The overall structure of the micro turbojet engine computer control system is shown in Figure 1.
The controller receives the thrust and start and stop commands in the form of PCM (Pulse Coding Modulation) issued by the remote control receiver (or the host computer), and drives the servos such as the oil pump, the oil valve, and the igniter to measure the temperature of the engine in real time. The speed is completed, and the control functions such as auto-ignition, acceleration, deceleration, speed stability, over-temperature and over-speed protection are completed, and the status parameters are sent to the PC in real time through the RS232 bus. System parameters can be modified through the handheld terminal.
In order to facilitate system debugging and test engine performance, the real-time detection software ECU1.0 (Engine Control Unit, Version 1.0) running on the Windows platform was also developed.
1 hardware design
The C8051F021 microcontroller is a high-performance 8-bit SOC microcontroller from Cygnal Corporation of the United States. Mainly have the following advantages:
(1) Adopting pipeline technology, the peak processing speed can reach 25MIPS, which is much higher than other 51 single-chip microcomputers.
(2) With 12-bit 8-channel successive comparison ADC, the data conversion rate can reach 100ksps.
(3) On-chip RAM of 4K bytes and Flash program memory of 64K bytes. In this application system, there is no need to expand the memory.
(4) Five programmable PWM control signals are available.
(5) Rich timer resources with five hardware timers.
(6) Provide I2C bus control module and two UART ports.
(7) On-chip FLASH supports IAP (programmable in application). Therefore, infrequently modified data such as configuration parameters, lookup tables, etc. can be directly stored in the FLASH on the chip without external expansion of the non-volatile memory.
C8051F021 single-chip microcomputer has a wealth of on-chip hardware resources and high computing speed.

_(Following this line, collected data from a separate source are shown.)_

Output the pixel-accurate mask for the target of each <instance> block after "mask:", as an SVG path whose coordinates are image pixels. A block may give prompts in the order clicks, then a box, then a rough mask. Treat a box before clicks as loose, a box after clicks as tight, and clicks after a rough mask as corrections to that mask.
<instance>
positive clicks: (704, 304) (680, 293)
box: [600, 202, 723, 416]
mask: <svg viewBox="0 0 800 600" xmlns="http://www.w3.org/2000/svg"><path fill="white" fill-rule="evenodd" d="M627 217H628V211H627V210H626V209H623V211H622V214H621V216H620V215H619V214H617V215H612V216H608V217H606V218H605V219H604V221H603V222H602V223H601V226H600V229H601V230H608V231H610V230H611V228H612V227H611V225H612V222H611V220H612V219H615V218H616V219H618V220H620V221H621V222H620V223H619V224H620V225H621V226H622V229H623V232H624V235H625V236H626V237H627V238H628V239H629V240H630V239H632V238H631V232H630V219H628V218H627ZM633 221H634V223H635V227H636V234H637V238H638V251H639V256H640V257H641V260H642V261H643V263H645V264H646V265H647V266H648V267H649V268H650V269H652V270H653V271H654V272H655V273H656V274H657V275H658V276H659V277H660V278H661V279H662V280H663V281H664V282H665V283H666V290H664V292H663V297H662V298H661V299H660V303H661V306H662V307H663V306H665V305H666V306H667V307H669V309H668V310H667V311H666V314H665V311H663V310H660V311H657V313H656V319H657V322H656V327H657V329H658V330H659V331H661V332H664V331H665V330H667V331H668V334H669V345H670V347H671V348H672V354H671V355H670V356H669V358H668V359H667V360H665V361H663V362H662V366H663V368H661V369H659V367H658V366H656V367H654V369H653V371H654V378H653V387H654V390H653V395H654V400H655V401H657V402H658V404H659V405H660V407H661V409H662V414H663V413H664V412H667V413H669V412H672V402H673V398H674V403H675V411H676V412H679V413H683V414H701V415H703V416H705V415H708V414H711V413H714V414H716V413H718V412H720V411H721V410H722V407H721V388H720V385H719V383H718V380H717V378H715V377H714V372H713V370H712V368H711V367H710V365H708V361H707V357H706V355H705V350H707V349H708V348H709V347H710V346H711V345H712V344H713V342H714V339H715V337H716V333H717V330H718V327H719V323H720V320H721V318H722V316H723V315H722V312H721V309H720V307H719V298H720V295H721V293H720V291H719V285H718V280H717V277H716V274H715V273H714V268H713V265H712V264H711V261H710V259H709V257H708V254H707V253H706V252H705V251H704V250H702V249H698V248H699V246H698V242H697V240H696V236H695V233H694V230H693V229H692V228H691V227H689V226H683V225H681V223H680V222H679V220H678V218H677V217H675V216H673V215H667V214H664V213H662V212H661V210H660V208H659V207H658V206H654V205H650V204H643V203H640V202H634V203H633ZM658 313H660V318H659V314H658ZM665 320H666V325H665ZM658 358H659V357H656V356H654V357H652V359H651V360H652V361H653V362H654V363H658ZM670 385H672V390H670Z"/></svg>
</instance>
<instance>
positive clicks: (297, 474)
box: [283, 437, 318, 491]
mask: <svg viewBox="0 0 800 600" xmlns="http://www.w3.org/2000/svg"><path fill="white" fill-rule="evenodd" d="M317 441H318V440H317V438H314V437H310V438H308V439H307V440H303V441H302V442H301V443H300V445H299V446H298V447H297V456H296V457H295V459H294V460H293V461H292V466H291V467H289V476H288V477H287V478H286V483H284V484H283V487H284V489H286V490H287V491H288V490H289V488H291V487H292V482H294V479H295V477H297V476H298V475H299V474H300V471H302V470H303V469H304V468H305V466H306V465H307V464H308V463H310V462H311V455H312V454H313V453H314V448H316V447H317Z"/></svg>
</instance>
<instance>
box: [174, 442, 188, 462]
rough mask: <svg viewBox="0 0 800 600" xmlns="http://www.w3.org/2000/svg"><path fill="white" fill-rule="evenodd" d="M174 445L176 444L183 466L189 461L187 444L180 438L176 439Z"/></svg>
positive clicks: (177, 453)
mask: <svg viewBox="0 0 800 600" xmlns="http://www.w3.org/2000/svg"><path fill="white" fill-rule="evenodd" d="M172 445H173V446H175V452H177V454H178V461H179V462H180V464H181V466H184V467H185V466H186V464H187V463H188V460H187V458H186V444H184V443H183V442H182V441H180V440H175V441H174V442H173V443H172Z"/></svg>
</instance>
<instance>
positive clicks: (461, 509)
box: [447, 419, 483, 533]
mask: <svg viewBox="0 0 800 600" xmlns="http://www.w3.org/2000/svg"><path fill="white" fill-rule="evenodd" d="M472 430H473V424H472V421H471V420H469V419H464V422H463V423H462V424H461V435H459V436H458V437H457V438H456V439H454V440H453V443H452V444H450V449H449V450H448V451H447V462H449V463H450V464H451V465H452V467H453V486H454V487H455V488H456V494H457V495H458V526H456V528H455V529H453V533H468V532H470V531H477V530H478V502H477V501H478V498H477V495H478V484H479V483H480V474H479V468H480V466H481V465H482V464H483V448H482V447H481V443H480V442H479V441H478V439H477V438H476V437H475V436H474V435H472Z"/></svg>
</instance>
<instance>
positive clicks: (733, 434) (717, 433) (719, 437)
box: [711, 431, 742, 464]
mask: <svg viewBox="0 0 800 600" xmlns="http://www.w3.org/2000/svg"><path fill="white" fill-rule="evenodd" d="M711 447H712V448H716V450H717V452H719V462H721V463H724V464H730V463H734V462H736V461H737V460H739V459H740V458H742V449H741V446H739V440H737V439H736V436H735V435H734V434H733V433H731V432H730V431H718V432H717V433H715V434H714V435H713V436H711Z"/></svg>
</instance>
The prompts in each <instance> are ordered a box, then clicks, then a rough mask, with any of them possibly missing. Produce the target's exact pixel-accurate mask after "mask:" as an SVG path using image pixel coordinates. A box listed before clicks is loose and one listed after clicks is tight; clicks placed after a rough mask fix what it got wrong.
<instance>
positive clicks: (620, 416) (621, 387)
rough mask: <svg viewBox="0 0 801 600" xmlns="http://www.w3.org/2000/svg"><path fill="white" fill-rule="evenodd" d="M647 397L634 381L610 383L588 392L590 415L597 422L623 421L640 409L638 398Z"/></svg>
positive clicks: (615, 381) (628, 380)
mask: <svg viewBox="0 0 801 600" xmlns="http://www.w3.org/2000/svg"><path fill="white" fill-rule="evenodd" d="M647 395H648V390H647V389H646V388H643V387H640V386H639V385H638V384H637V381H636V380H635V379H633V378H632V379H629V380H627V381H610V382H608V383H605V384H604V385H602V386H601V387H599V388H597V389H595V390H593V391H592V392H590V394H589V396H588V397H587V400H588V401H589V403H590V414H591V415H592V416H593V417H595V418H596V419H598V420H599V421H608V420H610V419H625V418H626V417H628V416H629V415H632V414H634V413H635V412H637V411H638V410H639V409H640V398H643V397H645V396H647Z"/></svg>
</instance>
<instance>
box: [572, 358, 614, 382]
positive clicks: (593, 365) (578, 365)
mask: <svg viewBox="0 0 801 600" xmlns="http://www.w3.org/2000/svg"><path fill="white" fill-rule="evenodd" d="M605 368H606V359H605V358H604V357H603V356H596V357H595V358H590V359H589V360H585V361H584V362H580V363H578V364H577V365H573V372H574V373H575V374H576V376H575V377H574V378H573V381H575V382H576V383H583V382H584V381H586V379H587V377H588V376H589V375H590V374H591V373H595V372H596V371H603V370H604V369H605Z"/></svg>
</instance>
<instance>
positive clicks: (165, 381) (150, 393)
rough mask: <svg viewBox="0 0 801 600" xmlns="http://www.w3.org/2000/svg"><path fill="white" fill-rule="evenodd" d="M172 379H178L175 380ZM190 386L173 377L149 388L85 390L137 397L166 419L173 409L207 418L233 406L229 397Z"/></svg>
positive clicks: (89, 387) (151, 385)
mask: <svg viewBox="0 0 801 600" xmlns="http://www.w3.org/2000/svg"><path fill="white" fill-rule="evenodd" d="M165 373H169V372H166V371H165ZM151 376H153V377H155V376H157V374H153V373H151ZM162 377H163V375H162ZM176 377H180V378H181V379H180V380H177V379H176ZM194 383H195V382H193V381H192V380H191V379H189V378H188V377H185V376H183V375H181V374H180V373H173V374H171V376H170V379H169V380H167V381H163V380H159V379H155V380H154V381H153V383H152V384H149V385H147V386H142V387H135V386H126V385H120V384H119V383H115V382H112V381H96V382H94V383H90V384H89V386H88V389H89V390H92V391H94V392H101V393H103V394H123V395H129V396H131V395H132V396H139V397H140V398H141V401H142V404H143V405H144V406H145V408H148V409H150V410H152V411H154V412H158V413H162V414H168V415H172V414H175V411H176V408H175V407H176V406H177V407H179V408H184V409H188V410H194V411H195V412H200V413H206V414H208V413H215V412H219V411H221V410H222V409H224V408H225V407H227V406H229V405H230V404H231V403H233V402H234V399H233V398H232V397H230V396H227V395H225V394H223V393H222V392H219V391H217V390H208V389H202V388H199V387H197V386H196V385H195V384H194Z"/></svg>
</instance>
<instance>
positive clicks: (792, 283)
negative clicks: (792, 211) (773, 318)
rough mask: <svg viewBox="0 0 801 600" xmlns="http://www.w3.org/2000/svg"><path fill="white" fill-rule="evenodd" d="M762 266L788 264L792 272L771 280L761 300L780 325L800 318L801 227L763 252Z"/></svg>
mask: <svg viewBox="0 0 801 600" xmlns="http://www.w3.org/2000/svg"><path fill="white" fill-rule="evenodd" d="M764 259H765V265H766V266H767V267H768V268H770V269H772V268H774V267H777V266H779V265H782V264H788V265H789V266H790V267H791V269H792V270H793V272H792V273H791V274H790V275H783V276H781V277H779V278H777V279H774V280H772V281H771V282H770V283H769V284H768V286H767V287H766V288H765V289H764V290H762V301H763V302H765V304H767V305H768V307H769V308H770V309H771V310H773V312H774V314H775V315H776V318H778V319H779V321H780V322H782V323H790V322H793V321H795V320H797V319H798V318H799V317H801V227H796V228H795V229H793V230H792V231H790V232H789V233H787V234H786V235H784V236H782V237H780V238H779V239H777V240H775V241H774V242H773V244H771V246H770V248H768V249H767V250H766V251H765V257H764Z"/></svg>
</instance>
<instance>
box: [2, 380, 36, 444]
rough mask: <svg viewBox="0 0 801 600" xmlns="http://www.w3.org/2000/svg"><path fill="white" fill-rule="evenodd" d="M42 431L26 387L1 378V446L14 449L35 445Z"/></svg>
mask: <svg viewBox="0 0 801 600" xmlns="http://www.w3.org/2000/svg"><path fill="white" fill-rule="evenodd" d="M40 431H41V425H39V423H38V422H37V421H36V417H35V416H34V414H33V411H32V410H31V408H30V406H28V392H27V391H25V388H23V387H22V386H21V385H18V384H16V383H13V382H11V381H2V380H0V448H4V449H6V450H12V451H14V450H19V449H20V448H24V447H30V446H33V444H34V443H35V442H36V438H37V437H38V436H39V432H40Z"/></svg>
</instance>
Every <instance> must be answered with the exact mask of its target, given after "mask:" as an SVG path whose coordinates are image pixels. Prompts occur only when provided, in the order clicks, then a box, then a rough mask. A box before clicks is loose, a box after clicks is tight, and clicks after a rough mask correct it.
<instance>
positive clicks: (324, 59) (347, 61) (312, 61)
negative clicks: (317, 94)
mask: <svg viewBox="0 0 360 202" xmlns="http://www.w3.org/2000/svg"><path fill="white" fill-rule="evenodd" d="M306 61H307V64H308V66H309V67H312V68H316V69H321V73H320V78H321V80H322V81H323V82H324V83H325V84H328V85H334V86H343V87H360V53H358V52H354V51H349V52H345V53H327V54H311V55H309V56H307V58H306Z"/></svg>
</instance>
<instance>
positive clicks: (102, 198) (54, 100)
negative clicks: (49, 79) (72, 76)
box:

For this control system, it can meet the demand of hardware resources of control system with little margin. Figure 2 is a block diagram of the system hardware.
1.1 Speed ​​measurement module
The engine speed is measured using an infrared pair tube. A through hole is drilled in the shaft of the engine, and the connection of the transmitting-receiving pipe is passed through the hole during installation. The infrared receiver tube will conduct twice per revolution of the engine. Since the on and off states are gradual, and the ordinary infrared tube switching speed is low, when the engine is running at high speed (up to 120,000 RPM), the amplitude of the pulse signal output from the receiving tube is small, and the rising edge/falling edge is relatively gentle. The MCU cannot be accurately identified and must be shaped. The shaping circuit is shown in Figure 3.
The signal is coupled to the non-inverting input of op amp AR1 via capacitor C6 (with a reference point of 2.5V) for high-magnification amplification to ensure that the peak-to-peak amplitude of the pulse is close to the 5V supply voltage even at high rotational speeds. The operational amplifier AR3 is used to implement the hysteresis comparator to improve the anti-interference ability, and its output signal is sent to the T4EX pin of the single chip microcomputer. The edge capture function of Timer 4 makes it easy to measure the time interval between adjacent pulses to convert the speed.
1.2 Temperature measurement module
The temperature inside the engine is an important indicator of safe and reliable operation of the engine. Due to the small size of the engine, the operating temperature of the engine is characterized by the temperature of the tail nozzle, taking into account the ease of assembly.
Tests have shown that the temperature of the tail nozzle can be as high as 900 °C. Nickel-chromium-nickel-silicon (Ni, Cr, Si) thermocouples are used as temperature measuring elements for temperature measurement range and cost considerations. The nickel-chromium-nickel silicon thermocouple has good linearity and the temperature range is from 0 to 1000 °C. Since the engine's temperature measurement accuracy requirements are not critical, thermistors are used for temperature compensation.
1.3 PWM driver module
The servo mechanism of the valve and igniter, starter motor and oil pump motor in the system is controlled by PWM mode. The starting current of the starting motor and gear pump is relatively large, up to 14A. A MOS tube with a large overcurrent and a small on-resistance or a Schottky diode with a small voltage drop should be used. This system uses a MOS tube with an overcurrent of 120A and an on-resistance of 7.5mΩ. However, tests have shown that the operating temperature of the MOS tube is still high, so two parallel drive modes are used. The schematic diagram of a PWM control unit is shown in Figure 4.
The main function of the resistor R6 is that when there is no control input signal (such as line fault, during reset of the microcontroller), the MOS transistor remains off and the servo mechanism does not operate. When the MOS transistor is turned on, the input capacitance of the MOS transistor is quickly charged through Q4; when turned off, the input capacitance of the MOS transistor is quickly discharged through D3 and Q3. By adopting the above circuit having a higher switching speed, the heat generation amount of the MOS tube can be effectively reduced.
1.4 system communication bus
I2C bus is low in cost, simple in connection, and has certain anti-interference ability. At the same time, it can connect multiple devices, so I2C bus is selected as the system communication bus. Handheld terminals and signal lights are connected to the system board through the I2C bus, and are driven by the serial-to-chip PCF8574.
2 system software
The system mainly completes engine control tasks and man-machine interface tasks. When using processor development software directly, these two task processing will be severely coupled due to the coexistence of time. In addition, the function call associated with the human machine interface must be designed to be non-blocking mode. Otherwise, when a fault such as an I2C bus occurs, the control flow cannot continue to execute downward.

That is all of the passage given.